Spring Salsa

For The Secret Recipe Club this month, I was assigned to Baking and Creating with Avril. She actually had my blog in March of 2012 and she made my Fluffernutter Blondies, so I was excited to explore her blog this time. Initially I was drawn to her Crescent Chicken Packages and Chunky Monkey Oatmeal Cookies, but with Cinco de Mayo coming up in combination with the spring weather, I had to make this salsa.
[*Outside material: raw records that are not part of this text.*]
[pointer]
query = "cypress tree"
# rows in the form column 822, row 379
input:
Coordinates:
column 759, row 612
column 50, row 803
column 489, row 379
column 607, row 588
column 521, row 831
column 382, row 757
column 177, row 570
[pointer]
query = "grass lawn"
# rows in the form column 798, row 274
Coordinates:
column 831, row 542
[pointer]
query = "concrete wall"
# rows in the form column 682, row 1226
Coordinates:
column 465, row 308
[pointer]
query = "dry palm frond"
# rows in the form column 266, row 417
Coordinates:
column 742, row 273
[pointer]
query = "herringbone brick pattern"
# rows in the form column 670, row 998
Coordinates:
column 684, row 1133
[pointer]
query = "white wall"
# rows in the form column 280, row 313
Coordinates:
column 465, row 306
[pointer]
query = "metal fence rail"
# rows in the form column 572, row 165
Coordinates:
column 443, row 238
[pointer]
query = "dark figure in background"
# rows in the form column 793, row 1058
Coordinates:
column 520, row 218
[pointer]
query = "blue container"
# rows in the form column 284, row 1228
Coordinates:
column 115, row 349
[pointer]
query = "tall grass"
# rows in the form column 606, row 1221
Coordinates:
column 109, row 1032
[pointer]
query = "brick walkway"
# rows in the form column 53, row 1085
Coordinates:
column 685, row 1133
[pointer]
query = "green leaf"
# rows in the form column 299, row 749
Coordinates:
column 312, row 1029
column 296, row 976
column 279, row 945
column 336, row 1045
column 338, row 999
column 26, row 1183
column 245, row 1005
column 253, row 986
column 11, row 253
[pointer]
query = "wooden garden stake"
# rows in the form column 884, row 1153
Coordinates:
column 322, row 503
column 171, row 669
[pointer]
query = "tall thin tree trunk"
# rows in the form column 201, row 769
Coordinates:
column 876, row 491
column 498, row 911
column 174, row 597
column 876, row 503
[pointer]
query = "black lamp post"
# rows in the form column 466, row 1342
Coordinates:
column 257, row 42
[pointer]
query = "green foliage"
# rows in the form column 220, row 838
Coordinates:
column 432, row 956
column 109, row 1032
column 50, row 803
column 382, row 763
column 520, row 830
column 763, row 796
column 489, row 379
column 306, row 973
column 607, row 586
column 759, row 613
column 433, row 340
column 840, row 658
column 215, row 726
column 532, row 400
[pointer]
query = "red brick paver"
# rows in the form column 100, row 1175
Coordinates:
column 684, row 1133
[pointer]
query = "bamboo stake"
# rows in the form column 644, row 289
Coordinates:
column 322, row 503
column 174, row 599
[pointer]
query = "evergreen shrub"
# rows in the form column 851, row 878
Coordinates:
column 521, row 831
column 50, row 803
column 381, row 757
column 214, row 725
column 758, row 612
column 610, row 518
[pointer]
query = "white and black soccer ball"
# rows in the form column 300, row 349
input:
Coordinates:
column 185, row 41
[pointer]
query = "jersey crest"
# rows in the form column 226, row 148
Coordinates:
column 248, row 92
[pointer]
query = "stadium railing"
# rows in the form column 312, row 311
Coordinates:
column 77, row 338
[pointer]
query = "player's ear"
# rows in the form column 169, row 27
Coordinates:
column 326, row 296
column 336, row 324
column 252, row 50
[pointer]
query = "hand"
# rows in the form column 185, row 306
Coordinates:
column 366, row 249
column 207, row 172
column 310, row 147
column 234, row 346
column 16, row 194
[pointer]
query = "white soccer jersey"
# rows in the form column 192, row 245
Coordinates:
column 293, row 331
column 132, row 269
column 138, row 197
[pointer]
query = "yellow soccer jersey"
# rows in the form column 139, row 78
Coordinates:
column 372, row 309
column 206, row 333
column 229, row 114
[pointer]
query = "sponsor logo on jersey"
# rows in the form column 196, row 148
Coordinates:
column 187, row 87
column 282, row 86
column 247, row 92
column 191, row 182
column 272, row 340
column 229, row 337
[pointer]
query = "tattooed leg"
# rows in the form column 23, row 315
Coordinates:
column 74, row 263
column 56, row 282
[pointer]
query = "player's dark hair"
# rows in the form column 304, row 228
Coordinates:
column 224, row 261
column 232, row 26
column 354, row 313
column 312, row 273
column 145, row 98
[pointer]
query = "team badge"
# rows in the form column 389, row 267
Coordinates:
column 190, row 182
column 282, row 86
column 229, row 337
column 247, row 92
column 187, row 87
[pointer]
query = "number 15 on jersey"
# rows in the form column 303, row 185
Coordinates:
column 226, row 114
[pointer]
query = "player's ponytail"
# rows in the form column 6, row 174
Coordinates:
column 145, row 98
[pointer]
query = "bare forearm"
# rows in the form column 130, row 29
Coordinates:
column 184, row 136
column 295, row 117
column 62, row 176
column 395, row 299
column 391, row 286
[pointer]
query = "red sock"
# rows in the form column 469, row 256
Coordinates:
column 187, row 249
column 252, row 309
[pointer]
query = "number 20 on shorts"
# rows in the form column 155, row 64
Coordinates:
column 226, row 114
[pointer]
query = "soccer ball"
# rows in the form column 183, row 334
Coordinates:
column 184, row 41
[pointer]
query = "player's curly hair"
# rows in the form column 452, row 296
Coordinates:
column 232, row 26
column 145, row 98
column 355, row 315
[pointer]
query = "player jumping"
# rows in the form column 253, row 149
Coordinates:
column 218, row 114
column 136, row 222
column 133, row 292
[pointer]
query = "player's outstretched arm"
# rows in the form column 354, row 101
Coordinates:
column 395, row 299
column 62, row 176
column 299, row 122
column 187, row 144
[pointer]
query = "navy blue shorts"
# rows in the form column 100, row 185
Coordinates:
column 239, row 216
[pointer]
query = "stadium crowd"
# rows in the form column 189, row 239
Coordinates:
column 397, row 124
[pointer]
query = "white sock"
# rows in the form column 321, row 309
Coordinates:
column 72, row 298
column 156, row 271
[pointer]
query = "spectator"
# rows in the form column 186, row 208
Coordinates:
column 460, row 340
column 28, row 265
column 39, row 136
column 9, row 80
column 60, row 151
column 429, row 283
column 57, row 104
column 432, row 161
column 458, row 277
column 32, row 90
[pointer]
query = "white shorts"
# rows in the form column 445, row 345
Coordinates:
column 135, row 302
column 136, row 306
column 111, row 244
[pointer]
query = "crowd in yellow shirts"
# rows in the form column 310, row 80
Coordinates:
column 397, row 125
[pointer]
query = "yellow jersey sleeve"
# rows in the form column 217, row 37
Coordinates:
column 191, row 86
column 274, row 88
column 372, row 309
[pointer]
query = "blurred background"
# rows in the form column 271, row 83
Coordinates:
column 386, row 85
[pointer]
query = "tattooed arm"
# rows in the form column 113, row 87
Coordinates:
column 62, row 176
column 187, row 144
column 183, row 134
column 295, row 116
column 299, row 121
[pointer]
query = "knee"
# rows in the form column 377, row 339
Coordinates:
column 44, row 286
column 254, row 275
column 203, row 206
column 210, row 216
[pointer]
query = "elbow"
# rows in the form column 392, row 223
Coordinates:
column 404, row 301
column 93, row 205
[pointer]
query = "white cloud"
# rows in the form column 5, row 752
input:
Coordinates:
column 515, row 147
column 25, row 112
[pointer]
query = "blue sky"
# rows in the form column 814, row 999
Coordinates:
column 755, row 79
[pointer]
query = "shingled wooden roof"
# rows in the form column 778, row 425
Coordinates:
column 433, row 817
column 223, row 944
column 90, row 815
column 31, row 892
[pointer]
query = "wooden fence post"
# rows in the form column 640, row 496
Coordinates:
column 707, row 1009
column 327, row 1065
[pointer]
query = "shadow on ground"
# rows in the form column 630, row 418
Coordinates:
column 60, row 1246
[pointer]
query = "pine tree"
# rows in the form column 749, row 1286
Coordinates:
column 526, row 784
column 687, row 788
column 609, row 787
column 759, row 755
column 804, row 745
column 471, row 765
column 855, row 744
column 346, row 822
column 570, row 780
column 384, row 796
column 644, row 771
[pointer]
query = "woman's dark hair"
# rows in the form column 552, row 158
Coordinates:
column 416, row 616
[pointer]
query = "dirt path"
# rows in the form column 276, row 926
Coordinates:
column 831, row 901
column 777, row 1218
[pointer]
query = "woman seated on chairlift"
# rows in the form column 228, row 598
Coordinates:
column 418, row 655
This salsa was incredibly easy to throw together and disappeared even faster. If you are serving this to more than 2-3 people you might want to consider doubling it. My friend Maggie and I nearly killed the entire thing while watching Hustle and Flow (figured we should watch it since we live in Memphis).

Spring Salsa

Two years ago: Funfetti Month Recipe Round-Up

SPRING SALSA

Ingredients:

15.25 oz. can sweet corn

2-3 Roma tomatoes, chopped

1 ripe avocado, peeled and chopped

1/4 cup red onion, finely chopped

1 lemon, juiced

Salt and pepper

1/4 cup cilantro, finely chopped

Directions:

  1. Combine all ingredients except cilantro, adding salt and pepper to taste.  Refrigerate at least 1 hour before serving.
  2. Stir in cilantro just before serving with your favorite tortilla chips.